A week before Christmas several years ago, I was out with my best friend Holly doing some shopping when she got a text message from her boyfriend, Brian.
She read it, confused.“What?” she asked aloud. “Brian just texted me ‘Craig T. Nelson.’ What does that mean?”
“The guy from that TV show ‘Coach???’” I asked.
Holly’s high-pitched screams pierced the quiet in Barnes & Noble all the way to the self-help section.
“I knew he was going to get me a Coach purse!!!!” she squealed, as employees gave us a stern look. “Oh my God!!”
“Craig T. Nelson was also in Troop Beverly Hills,” I pointed out, quietly. “Kuuumbaya my Lord…”
Brian and Holly went out for six months after college. He was a cute bartender and (seemingly) loved to buy her things like jewelry, roses and dinner.
They took a winter trip together to the mountains around Thanksgiving and walked around a big, fancy shopping center where Holly saw her dream purse.
She put her hands and eyes up to the glass of the Coach store. It was leather, it was blue and it was…very Craig T. Nelson. It was also several hundred dollars.
“It’s in my hall closet right now,” Brian responded to Holly’s “REALLY REALLY???” text.

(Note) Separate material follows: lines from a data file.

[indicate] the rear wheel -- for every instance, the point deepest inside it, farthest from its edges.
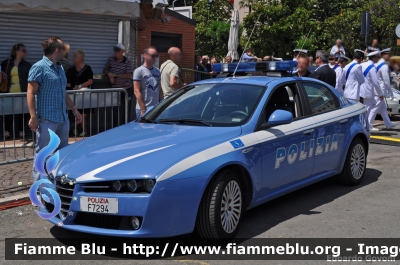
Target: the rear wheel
(221, 208)
(356, 162)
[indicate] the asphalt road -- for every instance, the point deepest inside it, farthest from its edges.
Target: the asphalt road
(323, 210)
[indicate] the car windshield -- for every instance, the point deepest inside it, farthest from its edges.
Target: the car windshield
(208, 105)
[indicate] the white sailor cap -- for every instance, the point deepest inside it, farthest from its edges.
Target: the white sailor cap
(300, 51)
(357, 50)
(387, 50)
(371, 54)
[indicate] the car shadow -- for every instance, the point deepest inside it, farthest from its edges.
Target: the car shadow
(268, 215)
(255, 221)
(301, 202)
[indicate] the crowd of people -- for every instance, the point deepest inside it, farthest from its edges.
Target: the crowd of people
(369, 78)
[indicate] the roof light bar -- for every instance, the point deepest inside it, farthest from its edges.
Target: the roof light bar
(267, 66)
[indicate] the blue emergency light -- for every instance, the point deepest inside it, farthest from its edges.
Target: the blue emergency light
(265, 66)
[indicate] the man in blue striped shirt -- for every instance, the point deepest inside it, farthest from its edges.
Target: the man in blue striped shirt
(47, 81)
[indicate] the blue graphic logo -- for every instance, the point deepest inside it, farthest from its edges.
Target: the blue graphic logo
(46, 160)
(237, 143)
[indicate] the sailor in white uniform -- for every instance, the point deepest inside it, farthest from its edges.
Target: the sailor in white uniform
(351, 77)
(383, 73)
(371, 91)
(338, 68)
(384, 82)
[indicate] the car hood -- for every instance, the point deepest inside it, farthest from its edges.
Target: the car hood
(137, 150)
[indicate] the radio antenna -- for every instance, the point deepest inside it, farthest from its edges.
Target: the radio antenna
(245, 48)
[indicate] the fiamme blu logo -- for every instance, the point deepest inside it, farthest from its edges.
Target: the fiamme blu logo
(46, 160)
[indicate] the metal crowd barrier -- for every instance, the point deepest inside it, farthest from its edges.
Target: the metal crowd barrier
(190, 75)
(101, 109)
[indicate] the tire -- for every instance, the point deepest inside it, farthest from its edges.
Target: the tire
(217, 220)
(355, 165)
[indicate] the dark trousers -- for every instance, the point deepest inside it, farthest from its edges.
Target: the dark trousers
(131, 100)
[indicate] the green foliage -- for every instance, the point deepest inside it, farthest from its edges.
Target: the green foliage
(285, 24)
(212, 27)
(218, 36)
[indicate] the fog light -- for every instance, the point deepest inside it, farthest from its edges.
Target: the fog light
(132, 185)
(117, 185)
(135, 223)
(149, 184)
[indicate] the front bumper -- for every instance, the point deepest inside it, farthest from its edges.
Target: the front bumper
(170, 210)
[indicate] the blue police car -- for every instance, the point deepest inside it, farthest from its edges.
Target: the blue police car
(209, 152)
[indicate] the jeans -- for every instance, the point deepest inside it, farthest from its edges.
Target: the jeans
(43, 138)
(138, 113)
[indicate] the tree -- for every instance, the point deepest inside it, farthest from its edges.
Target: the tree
(282, 28)
(207, 21)
(246, 4)
(285, 24)
(385, 16)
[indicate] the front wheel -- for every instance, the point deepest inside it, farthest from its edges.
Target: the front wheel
(356, 162)
(221, 208)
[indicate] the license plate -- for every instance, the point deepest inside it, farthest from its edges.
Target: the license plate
(99, 205)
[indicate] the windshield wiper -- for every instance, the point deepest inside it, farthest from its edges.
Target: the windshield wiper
(147, 120)
(186, 121)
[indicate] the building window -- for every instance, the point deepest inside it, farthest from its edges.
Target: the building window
(164, 41)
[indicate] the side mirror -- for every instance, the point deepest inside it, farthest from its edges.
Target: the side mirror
(280, 117)
(150, 108)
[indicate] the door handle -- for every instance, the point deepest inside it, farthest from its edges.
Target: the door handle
(308, 132)
(245, 151)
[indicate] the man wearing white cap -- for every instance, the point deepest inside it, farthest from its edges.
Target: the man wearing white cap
(371, 91)
(297, 52)
(384, 82)
(383, 73)
(337, 50)
(338, 68)
(352, 77)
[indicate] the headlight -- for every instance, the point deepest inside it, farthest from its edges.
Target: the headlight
(117, 185)
(132, 185)
(149, 184)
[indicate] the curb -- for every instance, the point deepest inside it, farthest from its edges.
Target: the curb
(18, 196)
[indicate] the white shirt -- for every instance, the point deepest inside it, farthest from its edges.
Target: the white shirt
(371, 87)
(353, 82)
(384, 78)
(338, 72)
(335, 49)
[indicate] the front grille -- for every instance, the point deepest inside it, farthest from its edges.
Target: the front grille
(106, 186)
(99, 220)
(65, 192)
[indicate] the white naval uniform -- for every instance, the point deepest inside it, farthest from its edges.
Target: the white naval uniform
(354, 79)
(384, 78)
(384, 82)
(370, 91)
(338, 70)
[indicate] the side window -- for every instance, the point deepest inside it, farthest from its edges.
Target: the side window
(283, 98)
(320, 97)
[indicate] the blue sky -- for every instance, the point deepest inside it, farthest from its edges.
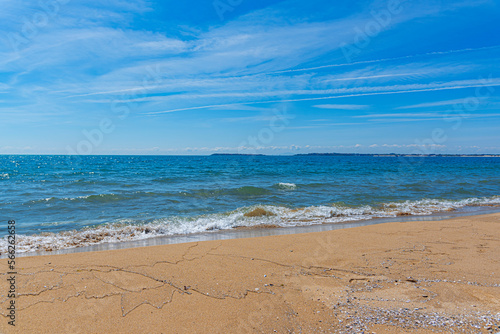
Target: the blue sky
(273, 77)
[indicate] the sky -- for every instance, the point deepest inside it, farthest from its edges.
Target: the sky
(240, 76)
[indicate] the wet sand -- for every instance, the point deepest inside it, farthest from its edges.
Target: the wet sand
(411, 277)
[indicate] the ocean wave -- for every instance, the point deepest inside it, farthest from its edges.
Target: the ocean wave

Holly was thrilled by the news. She had bought him equally extravagant items as well, practically buying out Banana Republic’s entire men’s collection.
I guess if you like someone enough, you have no problem dropping hundreds and hundreds of dollars on gifts for them.
But it turns out Brian did have a problem with the fact that he spent $300 on a purse.
He really had everyone fooled since he seemed to be so excited about the gift — remembering she wanted it, buying it well in advance of Christmas, even thinking of a riddle via text message to let her know he bought it.
You’d never think he’d throw it back in her face before the Christmas break was over. But that’s what holiday whiskey will do to a person.
(Maybe he just didn’t like the sweaters Holly bought him.)
They exchanged gifts on Christmas day and the purse was PURRFECT, and all was right with the world.
Two days later, however, Brian was singing a different tune, and it wasn’t a Christmas carol.
It was more along the lines of buyer’s remorse.
“I DON’T KNOW WHY ANYONE NEEDS A PURSE THAT’S THREE HUNDRED DOLLARSS,” he slurred to her when he came over to her house. “THAT’S RIDICULUSSSSSS.”
“It’s not ridiculous if it’s a nice, leather purse,” Holly said. “Why are you bringing this up NOW?”
“I jusss thought about it,” he said. “I don’t see why I had to get you something so expensssive.”
“You didn’t have to,” Holly said. “I didn’t ask you to, we were WINDOW shopping.”
“You just want to be treated like a PRINCESS,” he said, pouring more whiskey. “Do you even KNOW that in most cultures, PRINCESSES are treated like dirt?? They don’t get ANYTHING.”
Holly stared at him.
“What are you talking about?” she said. “Do you want to take the purse back? Is that what you want?”
“NOOOOO!” he shouted. “I want…to KNOW…why your HOUSE smells like a department store.” He picked up a scented candle off the table and sniffed it.
“What? What’s wrong with a house smelling like a department store? Department stores smell good.”
“YOU’RE TOO FANCY!” he shouted. “FANCINESS EQUALS MEANINGLESS! FANCINESS EQUALS MEANINGLESS!”
He kept repeating that line over and over.
(He was also wearing one of the sweaters Holly bought him for Christmas.)
Holly said she told him he was crazy and confusing her, and that she was going to bed and he was welcome to sleep on the couch because he probably shouldn’t drive.
(Before turning in for the night, she hid the whiskey and the purse) haha
Holly decided that maybe some princesses are treated like dirt, but she wasn't one of them. And, there was nothing wrong with anyone's house smelling like a department store.
She ended things with Brian right after the New Year, and never wished for Craig T. Nelson for Christmas ever again.